Ensuring Internal Script Integrity
Introduction of Internal Tests Stage
An “internal tests” stage was incorporated to validate the functionality of test preparation scripts and utilities. These tests, triggered by changes in designated directories, ensured that auxiliary scripts remained functional, thereby reducing potential disruptions in test data preparation. Internal tests played a crucial role in maintaining the integrity of the test environment by verifying that all supporting scripts were operational.

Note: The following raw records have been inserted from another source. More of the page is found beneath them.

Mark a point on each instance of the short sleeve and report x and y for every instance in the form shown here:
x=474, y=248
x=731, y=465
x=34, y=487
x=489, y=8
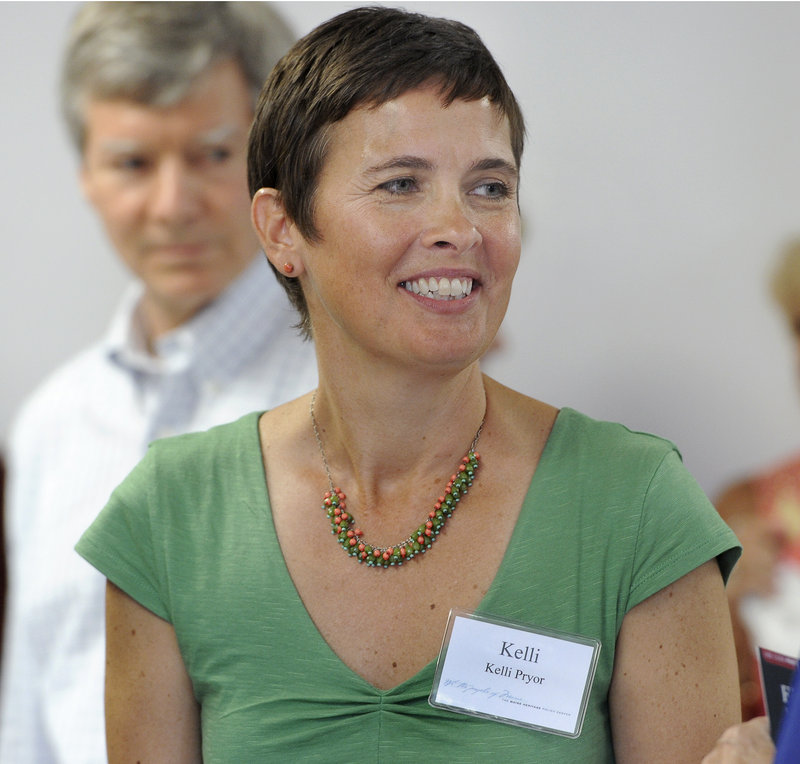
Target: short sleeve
x=120, y=542
x=679, y=530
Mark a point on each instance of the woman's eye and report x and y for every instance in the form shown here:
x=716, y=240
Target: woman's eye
x=493, y=190
x=399, y=186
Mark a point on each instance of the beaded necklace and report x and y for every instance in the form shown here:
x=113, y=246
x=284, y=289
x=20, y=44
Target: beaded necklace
x=351, y=537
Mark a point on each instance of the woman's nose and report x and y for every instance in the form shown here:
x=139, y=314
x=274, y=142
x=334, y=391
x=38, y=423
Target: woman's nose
x=449, y=227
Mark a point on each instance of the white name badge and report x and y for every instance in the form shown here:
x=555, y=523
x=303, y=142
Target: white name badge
x=513, y=673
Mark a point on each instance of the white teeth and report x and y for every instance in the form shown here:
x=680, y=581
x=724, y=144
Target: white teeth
x=440, y=289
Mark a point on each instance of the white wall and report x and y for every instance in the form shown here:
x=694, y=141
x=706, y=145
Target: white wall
x=661, y=175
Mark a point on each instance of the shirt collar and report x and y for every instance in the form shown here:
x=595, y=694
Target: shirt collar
x=217, y=341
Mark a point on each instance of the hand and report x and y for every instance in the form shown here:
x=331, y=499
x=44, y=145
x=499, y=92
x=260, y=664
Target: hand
x=747, y=743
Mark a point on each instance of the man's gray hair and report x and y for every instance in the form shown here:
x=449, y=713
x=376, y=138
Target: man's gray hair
x=152, y=52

By ensuring the reliability of these internal tools, the team could avoid unexpected issues during test execution, thus enhancing the overall efficiency and effectiveness of the CI pipeline.
Improving Debugging Efficiency
To simplify debugging, EXANTE enabled a custom-run mechanism in GitLab CI. This feature allowed users to run specific jobs with customized settings, bypassing certain checks when necessary. Parameter-based runs offered flexibility and facilitated an efficient troubleshooting process. Custom runs enabled testers to isolate issues more quickly by focusing on specific segments of the pipeline. This targeted approach to debugging not only expedited the resolution of problems but also provided valuable insights into potential improvements for the CI pipeline, thus contributing to its ongoing optimization and refinement.
Visualization and Pipeline Flow
Using Pipeline Flowcharts
The pipeline’s sequential execution was illustrated through flowcharts. These visual aids showcased the stages involved in typical use-case pipelines, such as nightly runs and acceptance tests. Flowcharts helped team members grasp the pipeline’s structure and interactions, promoting a better understanding of the CI process. By providing a clear and concise visual representation, flowcharts enabled the team to identify bottlenecks and areas for improvement more easily. This holistic view of the pipeline facilitated better planning and coordination, ultimately enhancing the overall efficiency and effectiveness of the CI process.
Adoption of Best Practices
By visualizing and documenting the pipeline stages, EXANTE promoted the adoption of best practices. This structured approach ensured that all team members were on the same page, driving consistency and alignment in CI processes. Documenting the pipeline stages provided a valuable reference for both current and future team members, fostering a culture of continuous improvement and collaboration. This commitment to best practices not only improved the immediate performance of the CI pipeline but also laid the groundwork for sustainable long-term success.
Conclusion
EXANTE, a premier finance company, has recently undergone a major transformation in its continuous integration (CI) practices, marking a pivotal shift in its technological landscape. Spearheading this effort is Anatoly Bobunov, a seasoned Software Development Engineer in Test (SDET), whose expertise has been crucial in this endeavor. Bobunov’s mission was clear: overhaul and refine the CI pipeline to enhance robustness, efficiency, and user-friendliness in the automated testing framework. By methodically revamping the CI system, Bobunov has significantly upgraded the company’s existing processes, ensuring that they are more streamlined and effective. This transformation not only elevates the current state of CI and automated testing at EXANTE but also lays a strong foundation for future technological advancements in these areas. His dedication and strategic approach have set a new benchmark for CI practices within the organization, driving innovation and excellence. The long-term benefits of this overhaul will undoubtedly position EXANTE at the forefront of technological innovation in the financial sector, making it a model for others to follow.